US Congress data opened - Open Knowledge Blog

Exciting news on open legislative data from the US. Eric Mills (from the Sunlight Foundation), Josh Tauberer (of GovTrack.us) and Derek Willis have been beavering away on a public domain scraper and dataset from THOMAS.gov, the official source for legislative information for the US Congress. They’ve just hit a key milestone – the incorporation of everything that THOMAS has on Bills going back to 1973 when its records began!

Eric says:

We’ve published and documented all of this data in bulk, and I’ve worked it into Sunlight’s pipeline, so that searches for bills in Scout use data collected directly from this effort.

The data and code are all hosted on Github on a “unitedstates” organization, which is right now co-owned by me, Josh, and Derek – the intent is to have this all exist in a common space. To the extent that the code needs a license at all, I’m using a public domain “unlicense” that should at least be sufficient for the US (other suggestions welcome).

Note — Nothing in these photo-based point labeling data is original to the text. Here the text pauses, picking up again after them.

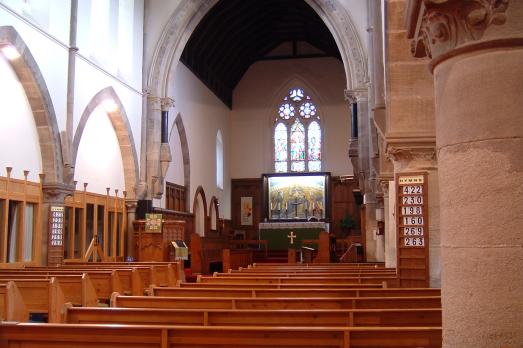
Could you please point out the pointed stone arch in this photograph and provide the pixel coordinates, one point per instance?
(184, 144)
(214, 214)
(33, 83)
(123, 132)
(188, 14)
(200, 211)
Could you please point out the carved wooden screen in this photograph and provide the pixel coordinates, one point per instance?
(175, 197)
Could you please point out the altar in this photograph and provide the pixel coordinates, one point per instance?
(280, 234)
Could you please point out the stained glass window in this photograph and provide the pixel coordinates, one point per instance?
(286, 111)
(298, 122)
(307, 109)
(280, 148)
(297, 141)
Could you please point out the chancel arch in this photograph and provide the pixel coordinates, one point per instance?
(108, 102)
(214, 214)
(23, 64)
(200, 211)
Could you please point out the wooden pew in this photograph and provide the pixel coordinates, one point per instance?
(121, 278)
(134, 336)
(104, 282)
(12, 305)
(318, 265)
(216, 249)
(46, 295)
(374, 273)
(304, 270)
(297, 293)
(280, 286)
(275, 303)
(206, 250)
(234, 258)
(391, 280)
(214, 317)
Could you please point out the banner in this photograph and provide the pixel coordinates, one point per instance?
(246, 210)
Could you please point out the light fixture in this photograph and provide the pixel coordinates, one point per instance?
(109, 105)
(10, 52)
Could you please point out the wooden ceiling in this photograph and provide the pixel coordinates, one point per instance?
(236, 33)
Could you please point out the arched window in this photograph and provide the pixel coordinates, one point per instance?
(297, 134)
(219, 160)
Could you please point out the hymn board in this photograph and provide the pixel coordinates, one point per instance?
(55, 242)
(412, 229)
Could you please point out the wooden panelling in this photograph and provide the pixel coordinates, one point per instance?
(251, 187)
(343, 202)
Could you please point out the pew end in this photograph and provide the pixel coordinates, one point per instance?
(15, 308)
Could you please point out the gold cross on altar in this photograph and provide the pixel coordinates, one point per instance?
(292, 236)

There’s other great stuff in this organization, too – Josh made an amazing donation of his legislator dataset, and converted it to YAML for easy reuse. I’ve worked that dataset into Sunlight’s products already as well. I’ve also moved my legal citation extractor into this organization — and my colleague Thom Neale has an in-progress parser for the US Code, to convert it from binary typesetting codes into JSON.

Github’s organization structure actually makes possible a very neat commons. I’m hoping this model proves useful, both for us and for the public.